I'm trying to identify and aggregate synonyms for a given data set. Please see sample data below.
library(tm)
library(SnowballC)
dataset <- c("dad glad accept large admit large accept dad big large big accept big accept dad dad Happy dad accept glad papa dad Happy dad glad dad dad papa admit Happy big accept accept big accept dad Happy admit Happy Happy glad Happy dad accept accept large daddy large accept large large large big daddy accept admit dad admit daddy dad admit dad admit Happy accept accept Happy daddy accept admit")
docs <- Corpus(VectorSource(dataset))
dtm <- TermDocumentMatrix(docs)
m <- as.matrix(dtm)
sort(rowSums(m),decreasing=TRUE)
Result:
accept dad happy admit large big daddy glad papa
15 14 9 8 8 6 4 4 2
I'd like to find synonyms for each of the above words using the wordnet package that I downloaded and installed.
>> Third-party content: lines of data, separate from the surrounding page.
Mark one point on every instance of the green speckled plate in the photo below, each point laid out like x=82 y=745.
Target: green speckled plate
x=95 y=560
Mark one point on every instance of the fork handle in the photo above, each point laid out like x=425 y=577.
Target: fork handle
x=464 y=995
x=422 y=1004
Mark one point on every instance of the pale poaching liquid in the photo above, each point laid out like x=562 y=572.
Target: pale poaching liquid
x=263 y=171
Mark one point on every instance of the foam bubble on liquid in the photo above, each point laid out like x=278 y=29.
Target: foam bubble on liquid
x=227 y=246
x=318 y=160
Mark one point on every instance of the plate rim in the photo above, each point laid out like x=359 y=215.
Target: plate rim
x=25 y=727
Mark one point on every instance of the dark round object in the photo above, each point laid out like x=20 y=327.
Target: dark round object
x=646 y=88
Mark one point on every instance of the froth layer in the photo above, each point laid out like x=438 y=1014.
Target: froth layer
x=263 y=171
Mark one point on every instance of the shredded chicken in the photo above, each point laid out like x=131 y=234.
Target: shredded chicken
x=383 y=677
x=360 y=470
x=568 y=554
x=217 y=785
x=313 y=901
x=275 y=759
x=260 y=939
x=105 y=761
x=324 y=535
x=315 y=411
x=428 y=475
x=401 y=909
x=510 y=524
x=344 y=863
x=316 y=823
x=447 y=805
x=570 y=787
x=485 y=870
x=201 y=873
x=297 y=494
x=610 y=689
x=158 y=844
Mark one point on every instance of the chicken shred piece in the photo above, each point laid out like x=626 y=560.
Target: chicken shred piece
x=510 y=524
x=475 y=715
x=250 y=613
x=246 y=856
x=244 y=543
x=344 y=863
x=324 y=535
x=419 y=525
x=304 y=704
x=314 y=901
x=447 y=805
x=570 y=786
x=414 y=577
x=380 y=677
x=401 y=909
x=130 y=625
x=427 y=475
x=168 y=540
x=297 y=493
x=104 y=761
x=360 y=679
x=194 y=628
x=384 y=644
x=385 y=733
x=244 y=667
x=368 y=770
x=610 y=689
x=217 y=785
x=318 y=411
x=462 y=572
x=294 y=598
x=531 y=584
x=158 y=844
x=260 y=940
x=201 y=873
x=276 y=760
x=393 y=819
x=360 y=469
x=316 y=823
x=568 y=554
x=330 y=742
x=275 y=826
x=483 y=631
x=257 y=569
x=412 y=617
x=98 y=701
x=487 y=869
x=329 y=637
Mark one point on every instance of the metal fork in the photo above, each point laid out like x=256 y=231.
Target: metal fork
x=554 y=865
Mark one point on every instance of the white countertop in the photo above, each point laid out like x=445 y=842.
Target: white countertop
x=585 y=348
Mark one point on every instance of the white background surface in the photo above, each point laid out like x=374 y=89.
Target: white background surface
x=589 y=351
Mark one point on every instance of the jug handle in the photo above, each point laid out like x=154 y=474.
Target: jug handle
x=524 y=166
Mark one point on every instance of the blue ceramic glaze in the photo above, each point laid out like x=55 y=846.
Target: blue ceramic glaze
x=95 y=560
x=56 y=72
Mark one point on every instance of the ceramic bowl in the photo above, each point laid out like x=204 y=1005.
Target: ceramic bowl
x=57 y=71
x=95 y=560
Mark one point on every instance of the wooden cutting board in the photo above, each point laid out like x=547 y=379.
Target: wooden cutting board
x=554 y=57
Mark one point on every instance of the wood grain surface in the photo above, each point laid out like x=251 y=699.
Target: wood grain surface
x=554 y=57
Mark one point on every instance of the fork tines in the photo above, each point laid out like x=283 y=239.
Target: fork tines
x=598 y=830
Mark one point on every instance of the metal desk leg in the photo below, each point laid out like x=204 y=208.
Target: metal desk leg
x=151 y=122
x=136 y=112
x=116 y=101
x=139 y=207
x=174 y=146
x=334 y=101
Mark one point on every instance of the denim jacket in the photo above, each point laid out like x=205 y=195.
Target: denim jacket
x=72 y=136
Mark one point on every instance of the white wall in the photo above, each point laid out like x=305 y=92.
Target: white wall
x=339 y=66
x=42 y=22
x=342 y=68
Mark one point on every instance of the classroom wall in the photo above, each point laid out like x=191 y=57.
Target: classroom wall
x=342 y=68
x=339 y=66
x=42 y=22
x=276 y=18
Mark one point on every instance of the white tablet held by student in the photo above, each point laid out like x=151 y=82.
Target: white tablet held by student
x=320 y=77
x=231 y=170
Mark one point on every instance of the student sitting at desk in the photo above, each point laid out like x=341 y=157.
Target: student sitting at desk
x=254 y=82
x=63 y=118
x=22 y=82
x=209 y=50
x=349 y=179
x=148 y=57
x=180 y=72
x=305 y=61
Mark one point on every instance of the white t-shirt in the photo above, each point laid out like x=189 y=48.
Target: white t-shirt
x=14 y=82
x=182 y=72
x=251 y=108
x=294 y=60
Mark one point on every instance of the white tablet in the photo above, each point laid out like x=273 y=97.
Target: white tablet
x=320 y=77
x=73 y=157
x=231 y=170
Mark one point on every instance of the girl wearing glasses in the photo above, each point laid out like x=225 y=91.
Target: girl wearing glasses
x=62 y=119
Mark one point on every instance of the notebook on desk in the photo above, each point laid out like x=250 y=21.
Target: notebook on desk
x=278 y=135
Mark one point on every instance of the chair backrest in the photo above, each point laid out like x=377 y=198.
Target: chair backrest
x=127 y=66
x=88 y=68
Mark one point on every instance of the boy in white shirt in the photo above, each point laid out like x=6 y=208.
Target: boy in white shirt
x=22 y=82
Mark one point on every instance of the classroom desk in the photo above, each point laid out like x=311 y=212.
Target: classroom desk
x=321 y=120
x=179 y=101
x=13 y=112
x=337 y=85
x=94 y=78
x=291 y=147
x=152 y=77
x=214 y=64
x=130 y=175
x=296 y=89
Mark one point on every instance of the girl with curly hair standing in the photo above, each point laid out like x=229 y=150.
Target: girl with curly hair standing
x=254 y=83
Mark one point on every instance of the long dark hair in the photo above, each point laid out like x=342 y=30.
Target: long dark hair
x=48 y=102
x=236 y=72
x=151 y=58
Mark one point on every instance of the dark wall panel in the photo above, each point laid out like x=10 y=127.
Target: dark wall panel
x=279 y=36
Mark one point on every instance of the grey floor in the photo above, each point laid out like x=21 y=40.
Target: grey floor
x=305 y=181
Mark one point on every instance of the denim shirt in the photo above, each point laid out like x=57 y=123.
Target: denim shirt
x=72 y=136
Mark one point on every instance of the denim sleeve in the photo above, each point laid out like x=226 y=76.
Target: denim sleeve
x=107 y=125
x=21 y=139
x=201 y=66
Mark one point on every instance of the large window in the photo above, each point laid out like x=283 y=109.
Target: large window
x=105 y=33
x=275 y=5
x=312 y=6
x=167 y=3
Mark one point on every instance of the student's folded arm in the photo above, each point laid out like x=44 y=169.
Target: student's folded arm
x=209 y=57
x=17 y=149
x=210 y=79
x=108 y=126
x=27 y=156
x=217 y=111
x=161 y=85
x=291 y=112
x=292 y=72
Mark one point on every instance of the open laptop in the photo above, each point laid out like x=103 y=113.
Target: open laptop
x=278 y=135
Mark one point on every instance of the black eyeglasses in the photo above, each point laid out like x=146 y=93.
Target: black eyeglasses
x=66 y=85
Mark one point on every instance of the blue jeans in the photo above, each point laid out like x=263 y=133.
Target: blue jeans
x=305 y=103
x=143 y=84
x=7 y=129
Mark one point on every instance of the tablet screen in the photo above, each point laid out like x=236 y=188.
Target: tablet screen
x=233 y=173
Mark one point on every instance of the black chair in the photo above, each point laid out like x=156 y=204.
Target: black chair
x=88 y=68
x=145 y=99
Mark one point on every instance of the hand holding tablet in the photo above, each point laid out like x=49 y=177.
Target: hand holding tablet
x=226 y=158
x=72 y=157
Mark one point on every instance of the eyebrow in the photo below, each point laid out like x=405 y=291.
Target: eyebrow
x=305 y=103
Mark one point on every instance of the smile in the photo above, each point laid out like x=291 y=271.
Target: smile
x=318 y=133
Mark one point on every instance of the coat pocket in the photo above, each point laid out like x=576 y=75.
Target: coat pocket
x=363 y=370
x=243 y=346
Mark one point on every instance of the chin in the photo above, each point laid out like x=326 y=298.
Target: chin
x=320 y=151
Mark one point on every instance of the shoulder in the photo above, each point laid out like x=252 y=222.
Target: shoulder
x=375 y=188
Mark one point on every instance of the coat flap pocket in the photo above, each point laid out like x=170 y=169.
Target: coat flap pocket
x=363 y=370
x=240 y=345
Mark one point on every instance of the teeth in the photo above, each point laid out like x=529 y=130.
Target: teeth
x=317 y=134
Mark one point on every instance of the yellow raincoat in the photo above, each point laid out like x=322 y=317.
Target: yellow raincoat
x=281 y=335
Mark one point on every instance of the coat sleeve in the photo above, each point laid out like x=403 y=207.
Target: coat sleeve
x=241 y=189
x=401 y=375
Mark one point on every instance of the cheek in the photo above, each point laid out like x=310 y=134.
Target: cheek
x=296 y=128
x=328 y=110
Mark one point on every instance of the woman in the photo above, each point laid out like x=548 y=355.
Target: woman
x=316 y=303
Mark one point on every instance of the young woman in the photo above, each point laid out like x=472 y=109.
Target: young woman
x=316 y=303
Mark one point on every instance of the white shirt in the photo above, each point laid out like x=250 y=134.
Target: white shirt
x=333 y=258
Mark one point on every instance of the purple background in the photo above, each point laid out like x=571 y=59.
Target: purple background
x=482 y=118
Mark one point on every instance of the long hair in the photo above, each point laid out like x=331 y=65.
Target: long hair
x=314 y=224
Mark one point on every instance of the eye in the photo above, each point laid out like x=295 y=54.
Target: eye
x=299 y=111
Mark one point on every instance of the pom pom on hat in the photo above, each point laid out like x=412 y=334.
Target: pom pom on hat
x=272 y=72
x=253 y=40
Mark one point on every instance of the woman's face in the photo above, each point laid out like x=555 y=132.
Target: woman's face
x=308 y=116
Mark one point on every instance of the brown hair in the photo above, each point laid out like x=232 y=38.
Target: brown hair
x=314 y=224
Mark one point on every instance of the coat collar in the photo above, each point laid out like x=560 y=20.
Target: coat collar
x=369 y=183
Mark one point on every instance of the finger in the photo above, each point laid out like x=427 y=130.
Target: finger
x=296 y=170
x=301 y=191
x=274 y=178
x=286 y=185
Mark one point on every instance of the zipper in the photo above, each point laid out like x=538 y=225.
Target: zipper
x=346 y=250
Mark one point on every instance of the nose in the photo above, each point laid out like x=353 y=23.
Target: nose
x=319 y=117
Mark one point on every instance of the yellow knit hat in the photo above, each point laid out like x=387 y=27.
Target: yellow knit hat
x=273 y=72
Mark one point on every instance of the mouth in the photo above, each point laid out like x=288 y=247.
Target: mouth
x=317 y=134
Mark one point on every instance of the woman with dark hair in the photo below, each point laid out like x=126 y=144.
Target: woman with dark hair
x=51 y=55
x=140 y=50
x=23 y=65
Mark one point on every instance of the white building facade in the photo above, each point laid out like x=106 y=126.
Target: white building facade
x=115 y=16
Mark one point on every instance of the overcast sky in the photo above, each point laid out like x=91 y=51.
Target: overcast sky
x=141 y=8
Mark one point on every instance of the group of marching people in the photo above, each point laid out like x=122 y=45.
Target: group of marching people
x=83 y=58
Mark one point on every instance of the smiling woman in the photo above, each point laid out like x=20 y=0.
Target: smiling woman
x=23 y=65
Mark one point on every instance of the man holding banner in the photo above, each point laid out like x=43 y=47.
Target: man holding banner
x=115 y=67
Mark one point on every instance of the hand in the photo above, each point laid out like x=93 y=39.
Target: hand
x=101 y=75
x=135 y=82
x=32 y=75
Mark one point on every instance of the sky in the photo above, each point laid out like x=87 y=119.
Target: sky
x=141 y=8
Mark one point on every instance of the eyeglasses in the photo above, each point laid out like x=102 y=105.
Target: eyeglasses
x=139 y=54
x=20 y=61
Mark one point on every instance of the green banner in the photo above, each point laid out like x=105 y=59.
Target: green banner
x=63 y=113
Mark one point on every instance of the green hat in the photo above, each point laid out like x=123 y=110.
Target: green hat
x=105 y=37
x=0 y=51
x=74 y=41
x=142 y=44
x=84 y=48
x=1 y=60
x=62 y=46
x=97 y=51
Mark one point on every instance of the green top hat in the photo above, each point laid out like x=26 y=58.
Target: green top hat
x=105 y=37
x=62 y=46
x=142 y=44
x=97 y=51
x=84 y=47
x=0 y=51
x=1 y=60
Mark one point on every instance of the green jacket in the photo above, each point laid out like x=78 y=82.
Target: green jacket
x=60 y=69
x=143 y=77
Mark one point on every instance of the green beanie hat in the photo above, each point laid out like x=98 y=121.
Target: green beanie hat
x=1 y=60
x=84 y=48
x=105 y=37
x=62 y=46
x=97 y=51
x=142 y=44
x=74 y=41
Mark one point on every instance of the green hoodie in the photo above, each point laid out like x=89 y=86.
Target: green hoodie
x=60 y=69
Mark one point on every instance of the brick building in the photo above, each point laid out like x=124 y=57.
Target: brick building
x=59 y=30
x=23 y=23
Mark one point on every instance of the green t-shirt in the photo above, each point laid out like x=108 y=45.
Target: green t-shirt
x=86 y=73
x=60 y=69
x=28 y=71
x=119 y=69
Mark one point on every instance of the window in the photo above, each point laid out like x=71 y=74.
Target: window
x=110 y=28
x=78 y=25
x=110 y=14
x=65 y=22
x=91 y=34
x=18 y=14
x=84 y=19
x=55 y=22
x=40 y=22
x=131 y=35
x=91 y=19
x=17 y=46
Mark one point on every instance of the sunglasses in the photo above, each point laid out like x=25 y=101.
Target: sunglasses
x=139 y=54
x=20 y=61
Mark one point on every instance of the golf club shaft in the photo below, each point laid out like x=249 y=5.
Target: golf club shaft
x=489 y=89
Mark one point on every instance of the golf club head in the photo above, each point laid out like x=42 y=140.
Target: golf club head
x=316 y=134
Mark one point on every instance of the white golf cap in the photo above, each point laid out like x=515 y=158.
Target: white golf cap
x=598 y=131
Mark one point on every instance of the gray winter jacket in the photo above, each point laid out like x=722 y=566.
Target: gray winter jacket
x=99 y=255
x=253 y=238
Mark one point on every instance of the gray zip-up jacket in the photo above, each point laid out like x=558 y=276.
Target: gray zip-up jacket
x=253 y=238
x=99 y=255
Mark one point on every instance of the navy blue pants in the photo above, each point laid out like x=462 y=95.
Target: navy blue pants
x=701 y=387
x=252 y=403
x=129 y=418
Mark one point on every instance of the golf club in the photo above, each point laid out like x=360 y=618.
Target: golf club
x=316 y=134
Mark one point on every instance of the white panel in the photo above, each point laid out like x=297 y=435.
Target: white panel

For example to get the synonym of "accept" I can do:
library(wordnet)
setDict("C:/Program Files (x86)/WordNet/2.1/dict")
filter <- getTermFilter("ExactMatchFilter", "accept", TRUE)
terms <- getIndexTerms("VERB", 1, filter)
getSynonyms(terms[[1]])
Result:
[1] "accept" "admit" "assume" "bear" "consent" "go for" "have" "live with"
[9] "swallow" "take" "take on" "take over"
Now, I'd like to combine these two results sets so that it groups synonyms in the following way. Mark the most common words (rank 1) for a given group and group by these words later on similar to this:
id word word_count syn_group rank
1 accept 15 1 1
5 admit 8 1 2
2 dad 14 2 1
8 daddy 4 2 2
9 papa 2 2 3
3 happy 9 3 1
7 glad 4 3 2
4 large 8 4 1
6 big 6 4 2
this then could be aggregated like this
id word word_count
1 accept 15+8
2 dad 14+4+2
3 happy 9+4
4 large 8+6
and the final result would be then
id word word_count
1 accept 23
2 dad 20
3 large 14
4 happy 13
I have faced several issues including getting GetIndexTerms to loop through through the words whether they are nouns ,verbs, etc. Hope this all makes sense? Any help would be much appreciated. Thank you.